I want generate a random n by n matrix in R with discrete values ranging from 1 to n. The tricky part is that I want each value to be unique both in the row and on the column.
For example, if n=3 the matrix could look like:
1 2 3
2 3 1
3 1 2
or it could look like this:
2 3 1
1 2 3
3 1 2
anyone has any idea of how to generate this kind of matrix?
What you want is called a Latin square.

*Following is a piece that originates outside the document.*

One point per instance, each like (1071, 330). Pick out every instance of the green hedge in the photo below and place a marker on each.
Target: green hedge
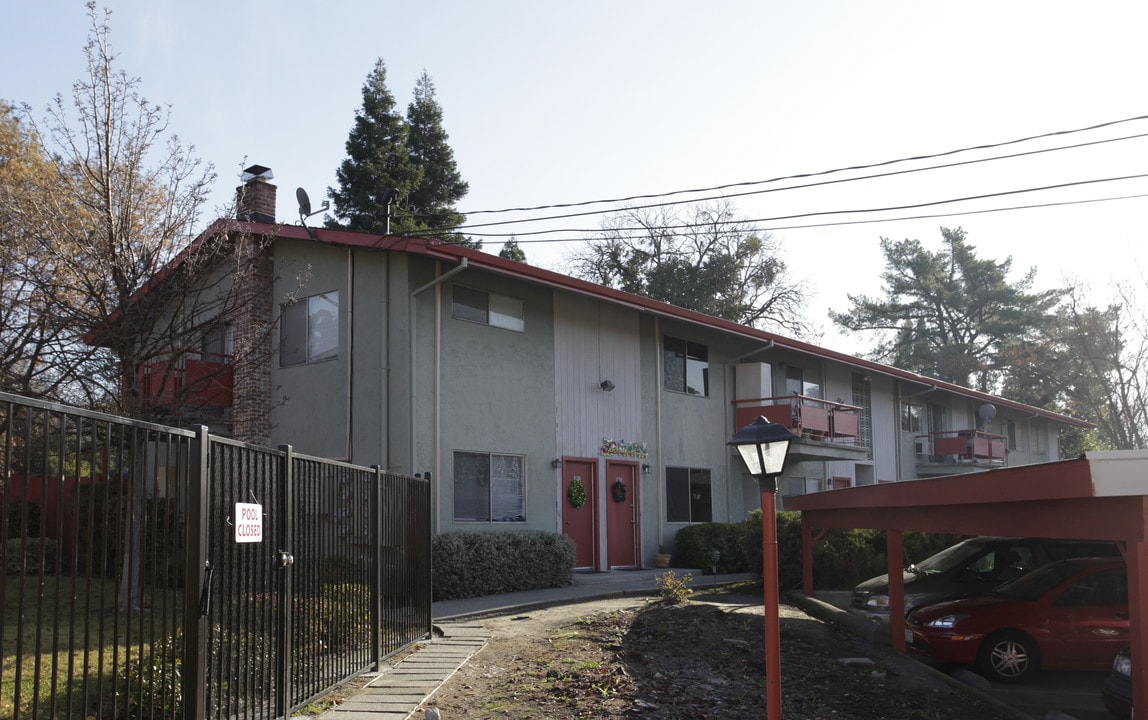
(842, 558)
(472, 564)
(23, 557)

Here's one function (from the Cookbook for R; see also here and a bunch of other search results online) allowing to generate them:
latinsquare <- function(len, reps=1, seed=NA, returnstrings=FALSE) {
# Save the old random seed and use the new one, if present
if (!is.na(seed)) {
if (exists(".Random.seed")) { saved.seed <- .Random.seed }
else { saved.seed <- NA }
set.seed(seed)
}
# This matrix will contain all the individual squares
allsq <- matrix(nrow=reps*len, ncol=len)
# Store a string id of each square if requested
if (returnstrings) { squareid <- vector(mode = "character", length = reps) }
# Get a random element from a vector (the built-in sample function annoyingly
# has different behavior if there's only one element in x)
sample1 <- function(x) {
if (length(x)==1) { return(x) }
else { return(sample(x,1)) }
}
# Generate each of n individual squares
for (n in 1:reps) {
# Generate an empty square
sq <- matrix(nrow=len, ncol=len)
# If we fill the square sequentially from top left, some latin squares
# are more probable than others. So we have to do it random order,
# all over the square.
# The rough procedure is:
# - randomly select a cell that is currently NA (call it the target cell)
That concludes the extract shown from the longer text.